In this paper we introduce PACo (Procrustes Approach to Cophylogeny) – a new test based on Procrustes analysis. Procrustes analysis is an extremely flexible technique used for displaying two or more multivariate datasets in their optimal superimposition [38]. Our method provides a superimposition plot enabling a graphical comparison of the fit of the host-parasite associations. In addition, residual analysis affords evaluating the contribution of each individual host-parasite associations to the global fit. Like ParaFit and HCT, PACo is a distance-based test that can be carried out with any pair of distance or dissimilarity matrices, i.e., fully resolved host and parasite phylogenies are not required, and allows for multiple host-parasite associations and different number of hosts and parasites. For this purpose, rows of the host and parasite matrices are replicated to account for the multiple host-parasite links. PACo is also similar to ParaFit in that it uses the same three data matrices as input and converts the phylogenies to PCo coordinates, and it is possible to assess the contribution of individual host-parasite associations to the global topological congruence.

An important conceptual difference with the previous tests is that both ParaFit and HCT compare the host and parasite distance matrices and test for random association between the host and parasite taxa, whereas PACo explicitly tests the dependence of the parasite phylogeny upon the host phylogeny, because in the Procrustean superimposition, the parasite matrix is rotated and scaled to fit the host matrix. Accordingly the permutational procedure to test for global significance of the fit is also different by assigning hosts randomly to parasites. PACo is appropriate to establish whether the classical view of host-parasite cospeciation, which assumes that parasite speciation is driven by host speciation [2], [39], holds in a given host-parasite system. Thus the null hypothesis tested is different from that of ParaFit and HCT, although sufficiently similar as to justify a comparison of the three methods.

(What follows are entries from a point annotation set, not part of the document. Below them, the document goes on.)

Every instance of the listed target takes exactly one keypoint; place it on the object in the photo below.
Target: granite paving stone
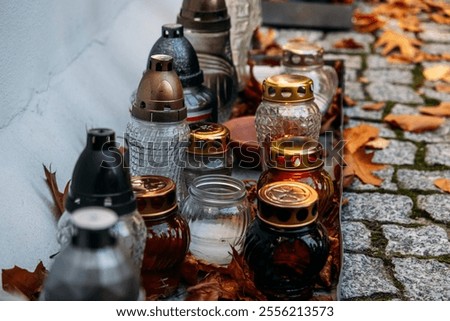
(396, 153)
(387, 184)
(356, 236)
(384, 91)
(380, 62)
(395, 76)
(420, 241)
(438, 154)
(421, 180)
(377, 207)
(385, 131)
(423, 280)
(364, 276)
(436, 205)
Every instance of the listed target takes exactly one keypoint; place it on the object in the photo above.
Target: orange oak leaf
(374, 106)
(392, 40)
(443, 184)
(358, 136)
(21, 281)
(58, 197)
(361, 164)
(441, 110)
(414, 123)
(347, 43)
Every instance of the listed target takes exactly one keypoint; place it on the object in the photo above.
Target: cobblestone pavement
(396, 236)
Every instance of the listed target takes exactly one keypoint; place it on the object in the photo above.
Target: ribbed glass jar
(300, 159)
(287, 109)
(306, 59)
(218, 214)
(285, 246)
(168, 234)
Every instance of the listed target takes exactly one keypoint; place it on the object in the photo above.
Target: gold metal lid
(160, 97)
(208, 139)
(295, 153)
(155, 195)
(302, 53)
(287, 88)
(287, 204)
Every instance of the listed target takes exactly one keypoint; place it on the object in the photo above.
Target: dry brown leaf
(441, 110)
(437, 72)
(443, 88)
(361, 164)
(374, 106)
(58, 197)
(414, 123)
(358, 136)
(378, 143)
(392, 40)
(443, 184)
(366, 22)
(347, 43)
(21, 281)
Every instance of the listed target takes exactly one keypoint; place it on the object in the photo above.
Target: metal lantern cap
(288, 88)
(155, 195)
(208, 139)
(287, 204)
(160, 97)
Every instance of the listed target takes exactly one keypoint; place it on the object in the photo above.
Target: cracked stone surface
(438, 154)
(420, 241)
(396, 153)
(420, 180)
(356, 236)
(377, 207)
(384, 91)
(364, 276)
(387, 184)
(396, 76)
(424, 280)
(436, 205)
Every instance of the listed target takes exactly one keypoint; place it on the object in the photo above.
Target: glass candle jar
(218, 213)
(168, 235)
(287, 109)
(300, 159)
(306, 59)
(208, 151)
(285, 247)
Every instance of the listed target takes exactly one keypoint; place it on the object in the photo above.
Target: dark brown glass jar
(285, 246)
(168, 235)
(300, 159)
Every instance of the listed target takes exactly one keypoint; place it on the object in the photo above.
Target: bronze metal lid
(204, 15)
(155, 195)
(160, 97)
(302, 53)
(208, 139)
(295, 153)
(287, 204)
(287, 88)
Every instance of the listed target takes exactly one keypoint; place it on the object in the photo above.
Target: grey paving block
(436, 205)
(385, 174)
(420, 180)
(396, 153)
(420, 241)
(364, 276)
(380, 62)
(395, 76)
(377, 207)
(438, 154)
(356, 236)
(424, 280)
(384, 91)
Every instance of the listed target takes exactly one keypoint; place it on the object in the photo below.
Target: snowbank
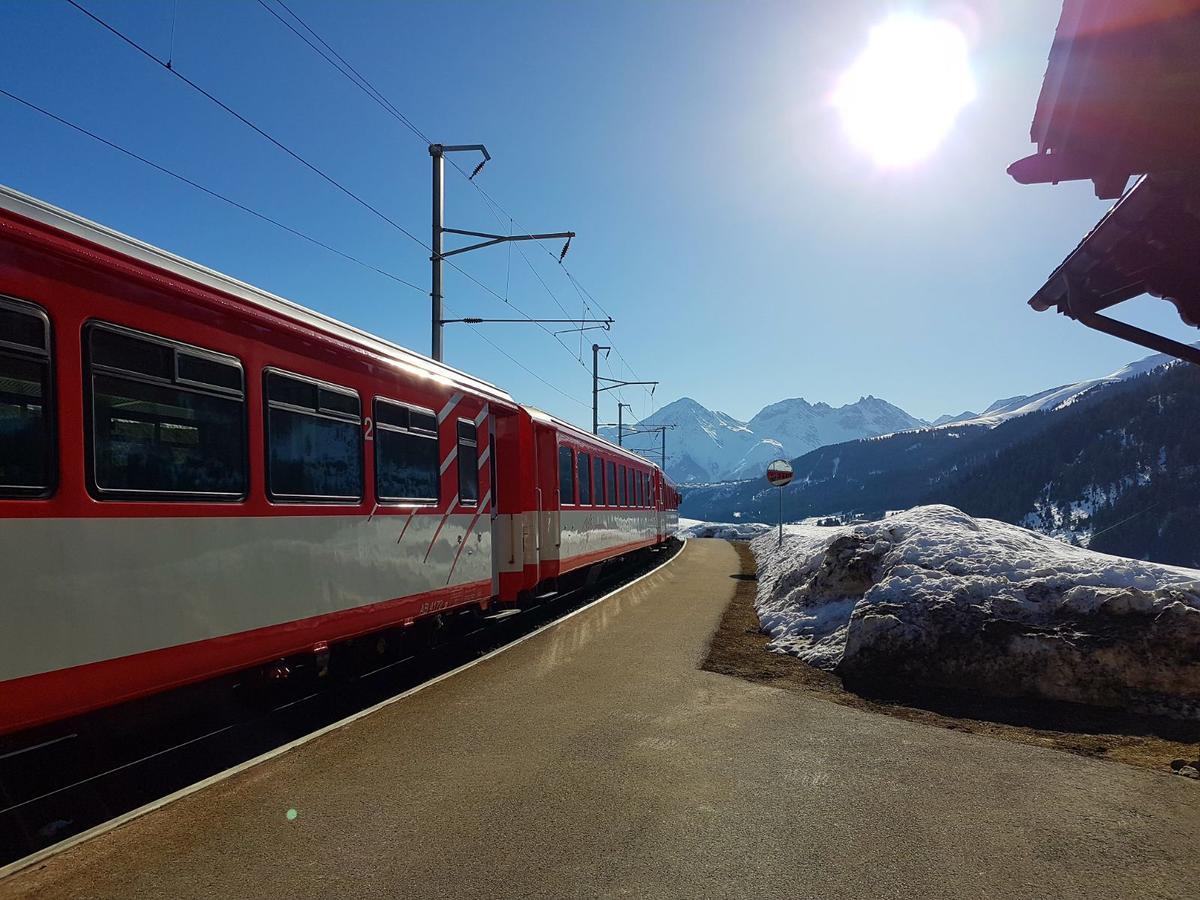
(933, 597)
(726, 531)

In the present study, we carried out several simulation experiments to compare the performance of the new test with that of ParaFit and HCT in terms of Type I and Type II errors. An additional recent test for congruence between phylogenetic trees [35] requires ultrametric trees and, given the complexity of the algorithm, detailed comparison with PACo deserves separate attention. Thus, the present study is restricted to the analysis of additive trees. We show herein that, in most cases, PACo performs at least as well as ParaFit and HCT, and in some instances, it produces better Type I errors that ParaFit and higher statistical power than ParaFit and HCT. Finally, the use of the new test is demonstrated with a script written in the public-domain statistical software R applied to two case studies [32], [40] that illustrate how the residuals of the Procustean fit can give further insight into the nature of individual taxa associations.

Materials and Methods

PACo Analysis

The present test builds on three pieces of information: two phylogenetic trees corresponding to hosts and parasites, and a binary matrix (A) coding the host-parasite associations (Fig. 1). Let h and p be the numbers of host and parasite species in the respective phylograms, A is an h × p matrix, where 1 denotes presence of a given parasite species in a given host species, and 0 corresponds to absence of a particular parasite species in a particular host species (Fig. 1). [Note the arbitrary assignation of hosts to rows and parasites to columns. Although the original ParaFit test of Legendre et al. [7] and HCT use A′, we opted to adopt the same input format required for the parafit function of the ape package of R [41] to ease comparison and integration with our R script implementing PACo.] The R code needed and instructions to implement PACo in R are given in File S1. In addition, an annotated code version, the input file examples and R code for the simulations described below can be downloaded at http://www.uv.es/cophylpaco/index.html.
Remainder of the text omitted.